Il problema degli stadi deserti e del calcio senza pubblico, però, permane. Giocare con pochi spettatori muta un po’ la prospettiva ma non la cambia del tutto. A certi livelli l’apporto del pubblico può risultare determinante. Anche in Seconda lega, poter contare su 50 persone fa la differenza rispetto a un campo deserto. Tifosi significano ambiente, calore. Purtroppo ci siamo abituati anche fin troppo a giocare senza spettatori. Ne consegue che sarà anche difficile abituarsi a riaverli. In campo si sente tutto quanto viene detto fuori, e viceversa: le indicazioni tattiche, gli incitamenti, le urla dei giocatori in occasioni di plateali simulazioni… Quando in uno stadio ci saranno nuovamente 10’000 spettatori, non sarà più possibile sentire tutto. I giocatori saranno spaesati perché non sentono più l’allenatore o saranno più liberi mentalmente proprio per questo motivo? Vedremo. Intanto, inutile dire che auspico che si possa presto riaprire. Speriamo che anche in Svizzera si possa ottenere presto un piano che preveda un’affluenza percentuale in base alla capienza. È fondamentale. Cominceremmo a respirare e ad andare allo stadio in maniera diversa.

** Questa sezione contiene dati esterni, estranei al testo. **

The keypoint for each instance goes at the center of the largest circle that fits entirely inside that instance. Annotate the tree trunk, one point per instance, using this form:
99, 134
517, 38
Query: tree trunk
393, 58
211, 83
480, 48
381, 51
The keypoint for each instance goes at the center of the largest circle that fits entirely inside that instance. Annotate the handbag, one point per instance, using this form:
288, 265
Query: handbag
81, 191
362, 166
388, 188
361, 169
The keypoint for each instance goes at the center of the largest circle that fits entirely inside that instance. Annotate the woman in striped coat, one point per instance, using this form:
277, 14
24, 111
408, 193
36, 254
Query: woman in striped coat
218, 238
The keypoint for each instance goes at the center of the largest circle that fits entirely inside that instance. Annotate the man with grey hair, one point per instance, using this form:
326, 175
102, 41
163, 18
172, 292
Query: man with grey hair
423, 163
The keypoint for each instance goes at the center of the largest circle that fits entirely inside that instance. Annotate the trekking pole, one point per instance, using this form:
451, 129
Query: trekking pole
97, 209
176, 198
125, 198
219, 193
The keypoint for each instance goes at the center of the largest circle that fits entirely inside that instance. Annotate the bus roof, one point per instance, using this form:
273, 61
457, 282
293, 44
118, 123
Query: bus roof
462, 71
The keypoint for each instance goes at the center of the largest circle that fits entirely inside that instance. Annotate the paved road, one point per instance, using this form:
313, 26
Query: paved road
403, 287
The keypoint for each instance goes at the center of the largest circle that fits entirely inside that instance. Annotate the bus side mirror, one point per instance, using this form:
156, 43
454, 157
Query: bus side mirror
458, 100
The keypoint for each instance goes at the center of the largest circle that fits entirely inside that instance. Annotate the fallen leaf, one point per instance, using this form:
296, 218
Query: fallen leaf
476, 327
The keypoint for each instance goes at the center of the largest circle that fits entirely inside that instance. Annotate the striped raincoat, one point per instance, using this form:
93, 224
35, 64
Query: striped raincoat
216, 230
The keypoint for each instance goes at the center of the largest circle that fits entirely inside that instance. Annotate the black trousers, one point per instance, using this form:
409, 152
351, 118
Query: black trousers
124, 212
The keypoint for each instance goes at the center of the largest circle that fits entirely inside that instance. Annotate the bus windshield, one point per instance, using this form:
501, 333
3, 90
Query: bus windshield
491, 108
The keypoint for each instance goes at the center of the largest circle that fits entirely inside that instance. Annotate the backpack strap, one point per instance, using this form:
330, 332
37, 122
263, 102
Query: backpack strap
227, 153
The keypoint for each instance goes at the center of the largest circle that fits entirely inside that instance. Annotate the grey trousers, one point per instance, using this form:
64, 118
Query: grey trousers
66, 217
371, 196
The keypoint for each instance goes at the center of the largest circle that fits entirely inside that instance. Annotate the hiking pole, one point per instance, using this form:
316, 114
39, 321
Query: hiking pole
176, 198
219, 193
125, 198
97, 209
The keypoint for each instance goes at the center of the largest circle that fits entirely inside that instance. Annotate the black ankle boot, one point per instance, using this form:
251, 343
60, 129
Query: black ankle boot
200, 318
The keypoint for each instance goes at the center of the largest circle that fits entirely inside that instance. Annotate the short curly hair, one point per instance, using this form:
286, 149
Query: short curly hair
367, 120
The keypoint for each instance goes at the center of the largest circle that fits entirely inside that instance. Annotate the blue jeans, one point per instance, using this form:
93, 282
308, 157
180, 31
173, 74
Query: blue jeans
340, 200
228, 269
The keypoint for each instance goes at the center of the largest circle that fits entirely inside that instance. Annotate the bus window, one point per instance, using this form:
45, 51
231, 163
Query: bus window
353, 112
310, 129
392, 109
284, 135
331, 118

Cinque mesi fa, in uno slancio di ottimismo, disse che forse da questo periodaccio pieno di vincoli il calcio avrebbe potuto uscirne più bello, migliore. È ancora di questo avviso? Ritengo che questa situazione abbia accelerato certi processi. Penso a una squadra come il Manchester City, ma anche alla Nazionale… Abbiamo velocizzato un certo tipo di movimento e reso più dinamico e snello l’approccio alla partita. Cambiamo più facilmente e velocemente le cose. Le sostituzioni sono diventate cinque, l’organico della selezione per gli Europei è salito da 23 a 26. Così forse avvantaggiamo le squadre che già sono più forti, perché hanno più qualità e rose più ampie, ma l’elasticità che viene richiesta a ogni squadra non può che giovare alla causa comune. Erano discorsi che forse andavano affrontati prima, ma all’improvviso sono diventati d’attualità. Ora si tratta di vedere se questi accorgimenti avranno un’influenza anche su partite con tanti spettatori allo stadio che rendono meno diretto il contatto con il campo. Quanto al ritmo, che inizialmente aveva un po’ risentito della situazione, beh mi pare che siamo tornati ai livelli di prima. Non fatico a immaginare che anche solo 20’000 spettatori possano dare una spinta ulteriore che potrebbe velocizzare il gioco ancor di più.
C’è qualche squadra che ha stupito maggiormente Petkovic in questi ultimi mesi? La Turchia ha disputato ottime partite, anche lungo il percorso della Nations League. È una squadra molto omogenea e parecchio rinnovata, pur restando nel solco della tradizione turca: si combatte sempre, ma lo si fa con più qualità. Quanto all’Italia, il suo valore non lo si può discutere: a livello di risultati è la migliore squadra al mondo. Sono curioso di vedere se e come reggerà la pressione, visto che gioca in casa. La Turchia la affronteremo nel terzo incontro, molto dipenderà dai risultati precedenti, perché loro viaggiano molto in base al carico emotivo che si portano appresso. Ci attendono tre partite molto difficili. Per noi sarà molto importante vincere la prima partita. Ci prepariamo per questo.